During the procedure, Dominican staff and Americans exchanged conversation through me about the technical minutia surrounding things like LMA’s versus breathing tubes, oxygen saturation in the blood, and so on. I was glad that medicine names are usually easily understood in both languages and that most anatomical words share the same Latin or Greek root in both English and Spanish.
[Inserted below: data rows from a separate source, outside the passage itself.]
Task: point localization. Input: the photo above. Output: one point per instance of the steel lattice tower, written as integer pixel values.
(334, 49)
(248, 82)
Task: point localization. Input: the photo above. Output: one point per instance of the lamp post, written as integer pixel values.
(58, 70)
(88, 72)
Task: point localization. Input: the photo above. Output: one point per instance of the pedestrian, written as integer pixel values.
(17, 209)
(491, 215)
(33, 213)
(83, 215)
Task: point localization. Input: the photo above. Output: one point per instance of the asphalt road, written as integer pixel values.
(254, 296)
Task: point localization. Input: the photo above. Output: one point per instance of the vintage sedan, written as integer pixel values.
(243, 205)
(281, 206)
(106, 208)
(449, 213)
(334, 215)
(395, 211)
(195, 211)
I continued to translate throughout the morning until finally Matt, a surgeon in his sixth year of residency in Chicago told me he was going to let me assist in an actual surgery! Encouraged by the fortitude I had shown thus far, I decided to face a long-standing fear I have of blood and gore and join him in the operating room. After thoroughly sterilizing my hands and forearms and donning latex gloves and a paper gown, I took my place facing Matt, standing over an anesthetized man in his 20s or 30s with a cleft palate.

Dana, Matt, me

Friday, March 1, 2013

MACLA Medical Mission Part 3

On the first day of surgeries, I was assigned to pre-op. This was a room with six beds where people came to be seen by Katrina, the resident physician, as well as Del, the anesthesiologist, and whichever surgeon was expected to do their operation. Katrina speaks decent Spanish and really only needed sporadic help with the occasional difficult question. I mostly helped translate questions from Del such as, “Have you been ill this week or last week?”, and, “Do you have allergies to any medicines?”
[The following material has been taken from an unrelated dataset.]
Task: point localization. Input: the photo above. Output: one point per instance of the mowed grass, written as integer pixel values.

Jose, Dana, and Alyson in pro-op
The whole time, another volunteer, usually Norma Ochoa or Alyson Davidson, maintained an elaborate chart that contained the status of every surgery planned for the day and corresponded via walkie-talkie with Del’s wife, Patricia in the Operating Room (OR). Whenever a patient went to surgery, we brought in another one from the waiting area in the hall. Periodically I was sent to the storehouse on the roof for supplies or on some other errand. With all that was going on, the day went by remarkably quickly.

The next day I was assigned to post-op and recovery. This was a little more of a dramatic position since some of the patients, especially the younger ones, weren’t happy campers coming out of surgery. My understanding is that it can be a little off-putting to come out of general anesthesia, even if you’re not too young understand why you’ve got some body part all wrapped up in gauze. Luckily, almost everyone we helped was numbed in the part of their body where they were operated on, so the pain was at a minimum. For the most part I just helped the physical therapist communicate with patients who were getting splints and braces for the limbs and digits the surgeons had worked on.
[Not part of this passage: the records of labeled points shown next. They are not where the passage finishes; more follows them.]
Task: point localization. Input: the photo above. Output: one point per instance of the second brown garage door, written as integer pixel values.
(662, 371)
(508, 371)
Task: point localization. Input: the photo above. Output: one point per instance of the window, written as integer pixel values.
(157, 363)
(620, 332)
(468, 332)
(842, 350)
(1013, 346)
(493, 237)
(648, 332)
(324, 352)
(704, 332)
Peace Corps volunteers and MACLA volunteers in the lobby of the hotel

I was paired to Jose that day. He stayed back in the recovery room most of the time, since he hopes to go into medicine and this was more relevant to his interests. I got to spend some time in recovery too. It’s where patients go once they begin breathing for themselves but haven’t fully come out of anesthesia. Some people in this stages jerk around and have spasms as part of the process. I was glad that Jose wanted to be the one to hold down this room.